Are Congress – and the Biden administration – ready to take the country back to the bad old Smoot-Hawley days? Tai was the leading trade lawyer for House Democrats and understands the historic importance of the TPA and its role in facilitating congressional-executive cooperation on trade deals. In years when the United States did not have a TPA or similar legislation – like the RTAA – in effect, the United States was unable to successfully approve new trade agreements, and the power the president’s bargaining has been reduced.

Tai also appreciates that the TPA is a power-sharing agreement, not a blanket delegation of business powers under Article I to the executive.
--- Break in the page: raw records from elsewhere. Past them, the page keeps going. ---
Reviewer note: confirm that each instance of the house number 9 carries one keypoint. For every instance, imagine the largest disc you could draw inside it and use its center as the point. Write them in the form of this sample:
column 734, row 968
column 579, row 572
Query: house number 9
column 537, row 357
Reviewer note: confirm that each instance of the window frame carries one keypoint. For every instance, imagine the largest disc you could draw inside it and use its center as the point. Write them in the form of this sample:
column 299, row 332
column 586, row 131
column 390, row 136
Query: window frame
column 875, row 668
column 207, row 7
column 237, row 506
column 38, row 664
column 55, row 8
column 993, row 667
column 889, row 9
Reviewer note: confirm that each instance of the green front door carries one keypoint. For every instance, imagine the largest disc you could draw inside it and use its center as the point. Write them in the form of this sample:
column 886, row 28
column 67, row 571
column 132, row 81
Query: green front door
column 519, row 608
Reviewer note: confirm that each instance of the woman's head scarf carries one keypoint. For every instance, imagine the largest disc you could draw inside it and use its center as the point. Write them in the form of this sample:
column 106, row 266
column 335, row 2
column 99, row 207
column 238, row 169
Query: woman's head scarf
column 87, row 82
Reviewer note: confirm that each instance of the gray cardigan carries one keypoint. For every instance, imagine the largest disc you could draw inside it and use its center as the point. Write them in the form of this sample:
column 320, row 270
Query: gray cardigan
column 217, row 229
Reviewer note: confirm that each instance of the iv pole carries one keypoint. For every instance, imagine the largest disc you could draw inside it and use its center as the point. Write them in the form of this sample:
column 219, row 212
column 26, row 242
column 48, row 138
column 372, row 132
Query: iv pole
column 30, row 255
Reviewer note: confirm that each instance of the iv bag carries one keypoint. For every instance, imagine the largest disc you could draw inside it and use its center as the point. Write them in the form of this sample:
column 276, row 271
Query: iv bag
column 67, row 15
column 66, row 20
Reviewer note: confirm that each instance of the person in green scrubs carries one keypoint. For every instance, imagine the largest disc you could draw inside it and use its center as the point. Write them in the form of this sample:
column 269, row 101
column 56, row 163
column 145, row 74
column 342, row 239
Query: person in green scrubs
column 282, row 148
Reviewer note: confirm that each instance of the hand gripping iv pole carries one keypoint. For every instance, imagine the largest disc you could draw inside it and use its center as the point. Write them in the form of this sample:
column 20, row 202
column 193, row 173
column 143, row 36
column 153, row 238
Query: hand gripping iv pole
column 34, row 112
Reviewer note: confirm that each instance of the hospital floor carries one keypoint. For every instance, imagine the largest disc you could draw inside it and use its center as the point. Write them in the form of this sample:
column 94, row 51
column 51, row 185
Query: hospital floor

When Congress passes a renewal of the TPA, it decides the rules by which the executive can negotiate trade deals in exchange for procedural privilege. The current version of the Fast Track – expiring in just a few months – contains negotiating goals, consultation, notification and reporting requirements, in addition to the disapproval mechanisms under which either house of Congress can “deactivate” expedited procedures if the executive branch has failed to meet its end of the TPA contract.

But if the Biden administration fails to correct the Trade Promotion Authority’s course, the United States risks being left in the commercial cold – just as the protectionist Trump administration may have intended.